Sergey Karjakin was sanctioned by chess authority FIDE in March
Russian chess star Sergey Karjakin has lost his appeal against a six-month ban imposed by global governing body FIDE, the organization announced on Friday.
Karjakin was sanctioned on March 21 after he issued vocal support for Russian President Vladimir Putin and the military offensive in Ukraine.
Confirming its decision to reject Karjakin’s protest, FIDE said the ruling by its Ethics and Disciplinary Commission ensured that the suspension remained in place.
However, it noted that the Russian player could still turn to the Court of Arbitration for Court (CAS) in Switzerland.
Responding to the news, Karjakin, 32, said the decision had been entirely expected.
“I wouldn’t have bet a single penny that they would grant the appeal,” Karjakin told Match TV.
“On the other hand, we had to take this procedure, this formality.
“Now, with this paper in hand, we can go to court. With CAS there is slightly more chance, although there are no illusions either.
“It depends on what kind of lawyers we have, what kind of lawyers they have. A lot will depend on the lawyers here,” added the star.
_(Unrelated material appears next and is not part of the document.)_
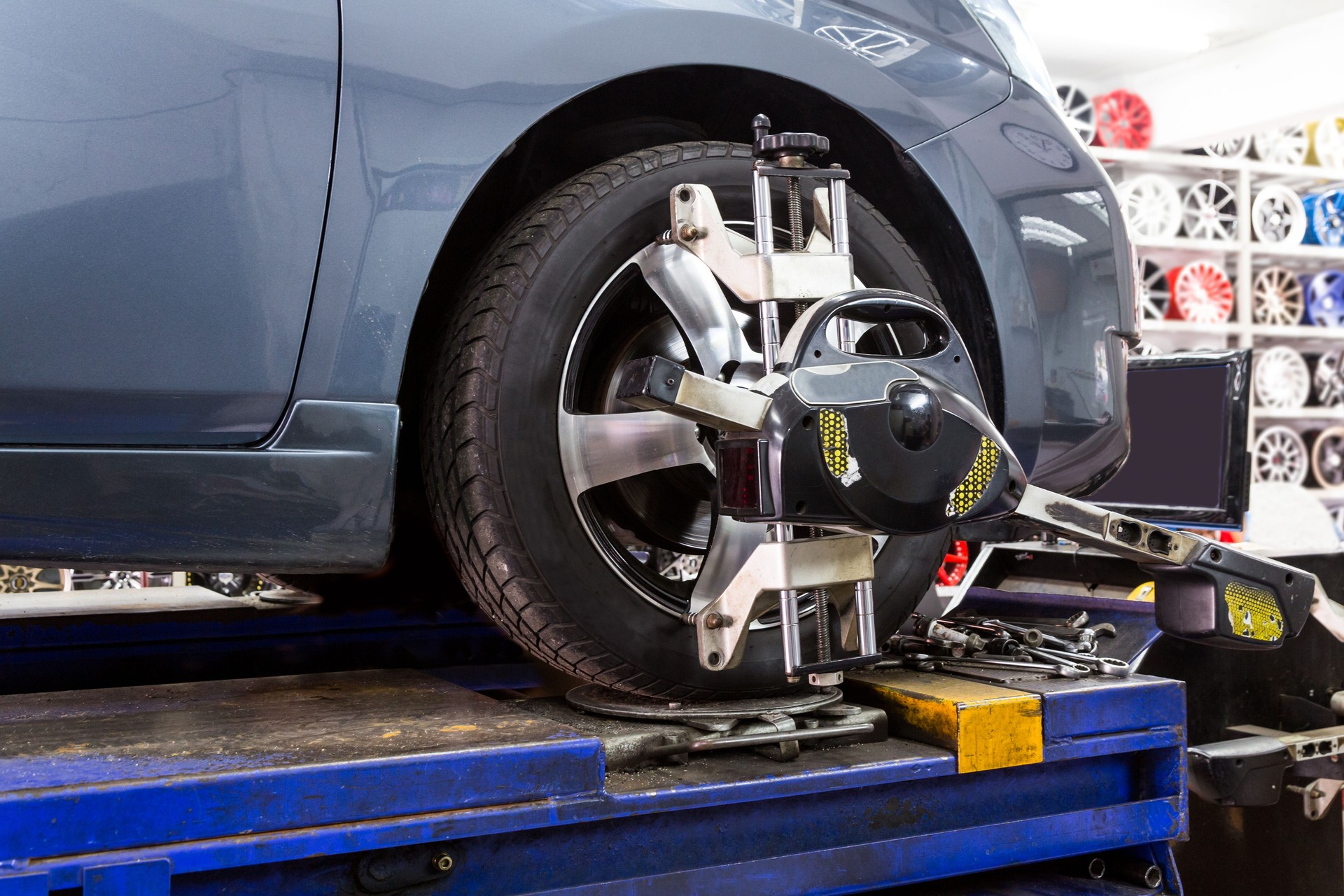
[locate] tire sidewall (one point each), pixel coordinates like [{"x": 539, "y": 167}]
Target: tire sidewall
[{"x": 628, "y": 628}]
Karjakin is set to be deprived of the chance to compete in the upcoming FIDE Candidates Tournament – the winner of which will get a world title shot against five-time champion Magnus Carlsen.
Karjakin previously contested a tight world championship battle with Carlsen in New York back in 2016, which was only settled in the Norwegian great’s favor following a series of rapid tiebreaks.
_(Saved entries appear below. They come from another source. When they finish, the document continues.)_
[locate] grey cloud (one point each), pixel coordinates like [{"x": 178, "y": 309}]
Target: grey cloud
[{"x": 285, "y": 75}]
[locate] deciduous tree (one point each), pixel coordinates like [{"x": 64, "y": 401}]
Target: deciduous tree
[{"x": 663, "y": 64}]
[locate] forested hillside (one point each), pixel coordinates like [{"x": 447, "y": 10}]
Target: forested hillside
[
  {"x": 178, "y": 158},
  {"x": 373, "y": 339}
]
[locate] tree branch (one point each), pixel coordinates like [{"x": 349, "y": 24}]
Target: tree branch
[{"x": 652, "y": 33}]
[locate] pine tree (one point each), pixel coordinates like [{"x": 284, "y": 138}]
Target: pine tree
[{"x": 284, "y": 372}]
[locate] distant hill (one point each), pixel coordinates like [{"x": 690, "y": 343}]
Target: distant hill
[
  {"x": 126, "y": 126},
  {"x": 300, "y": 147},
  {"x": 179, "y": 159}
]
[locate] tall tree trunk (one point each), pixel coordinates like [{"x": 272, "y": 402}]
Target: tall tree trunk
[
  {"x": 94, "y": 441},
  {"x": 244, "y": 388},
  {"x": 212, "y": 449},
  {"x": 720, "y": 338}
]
Carlsen has gone on record as questioning whether the decision to ban Karjakin is the right one.
The Crimean-born Karjakin represented Ukraine up until 2009 before switching to Russia, and backed the reunification of the peninsula with Russia in 2014.
At the onset of the conflict with Ukraine in February, Karjakin penned an open letter to President Putin, wishing him and Russia success in the military campaign.
Karjakin – a former rapid and blitz chess world champion – has not relented in his stance and has even pledged to set up a rival federation to FIDE.
At the end of April, FIDE director general Emil Sutovsky was caught out by Russian pranksters, revealing that he had been among those to push hardest for the suspension imposed on Karjakin.
Sutovsky even claimed that “the fact that he was [made to] endure only six months seems to me an excessively short period.”